Bluesky Datasets
We collect a number of datasets for our research, which we outline below. Please see our privacy policy for contact information if you have any questions.
We make some anonymized datasets available below. Furthermore, we may be able to share parts of the un-blinded datasets for research purposes upon request.
If you use any of our datasets, please cite our IMC Paper as such:
@inproceedings{balduf2024bluesky,
author = {Balduf, Leonhard and Sokoto, Saidu and Ascigil, Onur and Tyson, Gareth and Scheuermann, Bj\"{o}rn and Korczy\'{n}ski, Maciej and Castro, Ignacio and Kr\'{o}l, Micha{\l}},
title = {Looking AT the Blue Skies of Bluesky},
year = {2024},
url = {https://doi.org/10.1145/3646547.3688407},
doi = {10.1145/3646547.3688407},
booktitle = {Proceedings of the 2024 ACM on Internet Measurement Conference},
}
If you want to request any of the non-public data, please:
- Read this entire website to make sure to
- Check if the anonymized datasets available for download are sufficient for your research.
- Try to set up the data collection yourself. This is pretty straightforward for some parts. We have a very detailed README that describes our setup.
- Read our privacy policy, which you will have to abide by.

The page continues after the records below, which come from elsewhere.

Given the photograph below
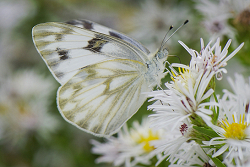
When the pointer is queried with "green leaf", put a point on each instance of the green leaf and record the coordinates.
(217, 162)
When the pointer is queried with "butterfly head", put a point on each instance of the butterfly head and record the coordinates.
(162, 54)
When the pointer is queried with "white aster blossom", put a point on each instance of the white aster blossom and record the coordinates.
(240, 89)
(234, 133)
(130, 148)
(190, 154)
(182, 101)
(211, 58)
(23, 107)
(173, 141)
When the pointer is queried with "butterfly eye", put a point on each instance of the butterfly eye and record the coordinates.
(162, 54)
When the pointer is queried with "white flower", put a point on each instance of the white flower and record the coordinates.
(190, 154)
(234, 133)
(240, 88)
(181, 101)
(24, 103)
(211, 58)
(130, 148)
(172, 142)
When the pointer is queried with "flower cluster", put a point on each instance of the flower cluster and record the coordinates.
(131, 146)
(198, 128)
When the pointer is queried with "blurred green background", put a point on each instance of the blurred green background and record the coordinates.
(32, 132)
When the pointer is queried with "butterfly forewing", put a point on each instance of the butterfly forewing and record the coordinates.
(102, 74)
(101, 97)
(89, 25)
(66, 48)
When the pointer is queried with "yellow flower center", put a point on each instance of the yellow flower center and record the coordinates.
(146, 139)
(235, 130)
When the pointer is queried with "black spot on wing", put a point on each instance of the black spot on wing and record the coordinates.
(88, 25)
(72, 22)
(129, 40)
(62, 53)
(114, 34)
(59, 74)
(95, 44)
(82, 24)
(59, 37)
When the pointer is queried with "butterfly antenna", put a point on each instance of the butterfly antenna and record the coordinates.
(163, 43)
(165, 40)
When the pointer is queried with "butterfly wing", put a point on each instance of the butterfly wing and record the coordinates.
(100, 98)
(66, 48)
(89, 25)
(102, 76)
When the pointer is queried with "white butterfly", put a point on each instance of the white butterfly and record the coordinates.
(102, 73)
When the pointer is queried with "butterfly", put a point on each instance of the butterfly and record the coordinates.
(103, 73)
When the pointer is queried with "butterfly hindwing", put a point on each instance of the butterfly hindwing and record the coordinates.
(66, 48)
(100, 98)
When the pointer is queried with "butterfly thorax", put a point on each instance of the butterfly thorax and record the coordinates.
(156, 67)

- Specify in as much detail as possible the datasets, record types, and time frames you need. The more specific this is, the more likely it is we can actually help you. Please understand it takes time to extract and prepare these datasets.
- Include a signed proposal, outlining what you would use the data for and that you will not reshare it or make it public.

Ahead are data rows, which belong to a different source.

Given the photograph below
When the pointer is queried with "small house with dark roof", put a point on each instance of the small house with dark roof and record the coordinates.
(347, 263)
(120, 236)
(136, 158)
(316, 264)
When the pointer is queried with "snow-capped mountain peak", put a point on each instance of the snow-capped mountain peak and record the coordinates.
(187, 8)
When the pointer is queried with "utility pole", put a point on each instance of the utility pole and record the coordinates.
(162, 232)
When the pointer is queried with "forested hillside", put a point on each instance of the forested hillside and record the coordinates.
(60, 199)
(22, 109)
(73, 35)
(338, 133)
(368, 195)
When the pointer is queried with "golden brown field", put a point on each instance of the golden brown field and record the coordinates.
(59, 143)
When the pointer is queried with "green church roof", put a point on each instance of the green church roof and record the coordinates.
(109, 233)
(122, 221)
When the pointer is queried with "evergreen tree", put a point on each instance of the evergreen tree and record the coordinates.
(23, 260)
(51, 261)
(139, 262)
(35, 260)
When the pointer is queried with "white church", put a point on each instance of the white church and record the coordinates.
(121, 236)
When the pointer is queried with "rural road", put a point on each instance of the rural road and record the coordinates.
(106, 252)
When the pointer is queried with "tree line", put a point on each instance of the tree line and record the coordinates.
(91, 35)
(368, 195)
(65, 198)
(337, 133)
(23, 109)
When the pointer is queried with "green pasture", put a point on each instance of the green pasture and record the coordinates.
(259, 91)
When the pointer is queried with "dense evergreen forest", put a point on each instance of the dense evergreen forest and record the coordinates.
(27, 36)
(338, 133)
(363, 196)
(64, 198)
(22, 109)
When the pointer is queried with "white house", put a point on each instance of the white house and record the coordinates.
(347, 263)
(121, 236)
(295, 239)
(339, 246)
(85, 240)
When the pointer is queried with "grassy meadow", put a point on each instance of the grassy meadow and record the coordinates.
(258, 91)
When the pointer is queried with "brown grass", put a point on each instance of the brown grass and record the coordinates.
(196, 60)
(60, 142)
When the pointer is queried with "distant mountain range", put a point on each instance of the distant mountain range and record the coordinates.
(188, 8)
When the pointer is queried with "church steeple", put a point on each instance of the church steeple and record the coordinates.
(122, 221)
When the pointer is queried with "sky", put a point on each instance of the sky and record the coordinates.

- Please cite our IMC paper introducing the dataset, see above.
Firehose Logs
We are subscribed to the official Bluesky Firehose, i.e., the big relay that unifies and re-broadcasts repository commits of all federated PDSes. We extract and parse the commits, which then take a form like so:
did, timestamp, commit
where each commit contains a list of operations:
operation_type, collection, rkey, record
These repo commits are produced by the PDS of a user based on their actions in Bluesky. They are part of the normal operation of the network and contain users’ public content.
We have been operating a Firehose logger since April 2024. Starting from June 2024, we also log block data, which allows us to subsequently extract repo commits and their data. The data collection code is publicly available on GitHub.

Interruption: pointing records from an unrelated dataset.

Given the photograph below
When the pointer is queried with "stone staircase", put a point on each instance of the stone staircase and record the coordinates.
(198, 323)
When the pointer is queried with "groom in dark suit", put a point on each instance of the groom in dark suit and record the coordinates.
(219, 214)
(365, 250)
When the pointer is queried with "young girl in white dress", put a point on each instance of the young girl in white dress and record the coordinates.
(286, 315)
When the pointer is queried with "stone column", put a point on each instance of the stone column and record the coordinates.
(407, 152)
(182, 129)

We collect all types of Firehose events, which include identity updates, service notifications, and repository commits. The latter contains update operations to a user’s repository as a diff from a previous revision.
Due to the sensitive nature of this data, we cannot make it available publicly.
Labeler Logs
We are subscribed to every known Labeler endpoint and log all labels produced by them. The code for this is also publicly available on GitHub. This data is necessarily public for the Bluesky moderation to work. We log and archive the operations taken by these Labelers for research purposes.
We can probably share this data for research purposes — please get in touch.
PLC Directory Mirror
We replicate the official PLC Directory using the export functionality, which exports an ordered list of operations. We replay these operations to arrive at the latest state for each DID. This data is part of the decentralized identity infrastructure. It has to be public in order for content on Bluesky to be verifiable, as the DID documents contains public key(s) of a user.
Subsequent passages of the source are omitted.